Human Rights Guarantees in Criminal Proceedings
DOI:
https://doi.org/10.18662/eljpa/11.2/228Keywords:
human rights, Geneva Convention, ECHR, criminal proceedingsAbstract
The infallible evolution of human society attracted the emergence of the ideas of freedom and equality, a fact that caused a revolution in the thinking of citizens. Thus, starting in 1215, when the document Magna Carta Libertatum was promulgated, some natural rights of the individual, especially those regarding the legal protection of a person, began to be recorded "as the letter of the law" in documents with a legal value essential. As a result, the "Social Contract" of Jean Jacques Rousseau, the "Fourth Amendment" of the USA Constitution and later, the constitutions adopted between the 18th and the 19th centuries appear on political scene . All these transformations determined the transition of these rights of the individual, from natural rights, to inherent rights, protected by the legal frameworks in force at that time, aspects that were carried out only on the internal level of each individual state.

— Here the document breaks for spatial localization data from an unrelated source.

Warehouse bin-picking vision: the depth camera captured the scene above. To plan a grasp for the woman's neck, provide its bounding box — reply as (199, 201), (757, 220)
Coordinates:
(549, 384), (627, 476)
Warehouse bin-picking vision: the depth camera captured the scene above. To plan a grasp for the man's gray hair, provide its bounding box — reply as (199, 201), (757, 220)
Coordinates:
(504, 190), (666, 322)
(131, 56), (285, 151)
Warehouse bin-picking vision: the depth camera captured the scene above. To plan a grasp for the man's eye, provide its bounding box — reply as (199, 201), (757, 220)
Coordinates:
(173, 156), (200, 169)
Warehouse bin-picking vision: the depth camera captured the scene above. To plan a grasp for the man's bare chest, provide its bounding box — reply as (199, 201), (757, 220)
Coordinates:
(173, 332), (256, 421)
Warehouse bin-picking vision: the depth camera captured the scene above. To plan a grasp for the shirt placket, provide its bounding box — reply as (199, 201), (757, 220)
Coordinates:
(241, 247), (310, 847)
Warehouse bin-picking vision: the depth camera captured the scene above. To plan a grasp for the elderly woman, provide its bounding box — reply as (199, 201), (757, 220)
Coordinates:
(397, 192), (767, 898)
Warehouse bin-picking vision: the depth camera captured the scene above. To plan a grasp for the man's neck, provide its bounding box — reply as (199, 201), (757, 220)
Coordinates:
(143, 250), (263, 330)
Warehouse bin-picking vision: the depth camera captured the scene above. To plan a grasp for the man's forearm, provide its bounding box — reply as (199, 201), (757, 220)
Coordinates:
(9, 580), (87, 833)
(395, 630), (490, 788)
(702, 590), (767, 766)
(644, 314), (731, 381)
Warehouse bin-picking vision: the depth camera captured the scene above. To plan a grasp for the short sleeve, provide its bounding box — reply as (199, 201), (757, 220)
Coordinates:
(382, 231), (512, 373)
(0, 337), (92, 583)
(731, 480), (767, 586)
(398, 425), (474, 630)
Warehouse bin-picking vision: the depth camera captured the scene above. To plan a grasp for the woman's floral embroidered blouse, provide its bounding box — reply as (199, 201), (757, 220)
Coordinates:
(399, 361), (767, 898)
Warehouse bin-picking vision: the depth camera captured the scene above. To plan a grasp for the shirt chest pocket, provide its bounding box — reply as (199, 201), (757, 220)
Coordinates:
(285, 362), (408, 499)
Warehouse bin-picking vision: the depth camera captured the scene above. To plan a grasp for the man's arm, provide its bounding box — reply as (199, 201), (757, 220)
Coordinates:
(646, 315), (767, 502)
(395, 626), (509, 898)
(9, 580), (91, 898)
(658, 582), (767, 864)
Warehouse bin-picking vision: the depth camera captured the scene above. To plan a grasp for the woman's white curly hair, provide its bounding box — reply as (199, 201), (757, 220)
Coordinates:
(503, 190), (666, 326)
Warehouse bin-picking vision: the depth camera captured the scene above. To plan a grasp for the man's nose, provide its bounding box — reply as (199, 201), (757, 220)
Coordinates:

Externally, the existence of victims resulting from the wars fought and the interest that the Great Powers gave to their own citizens who lived their daily lives outside their borders, determined the creation of legal norms regarding the protection of humanitarian rights. Thus, the Geneva Convention, from 1864, the Hague Convention, from 1898, the one from 1907, and later, the Geneva Convention from 1929, were concluded. The protection of minorities was addressed after the First World War, while the World War II marked history with gross violations of some essential human abilities, through the committed war crimes against humanity. This fact was later marked by the creation of a strong regulatory system regarding the international protection of human rights, with reference to the UN Charter and the Human Rights Universal Declaration. All these transformations produced on the external political level determined Romania to resort to some internal changes, on the legislative level. One of these changes is marked by the adoption in 2009 of the New Penal Code, which entered into force in 2014.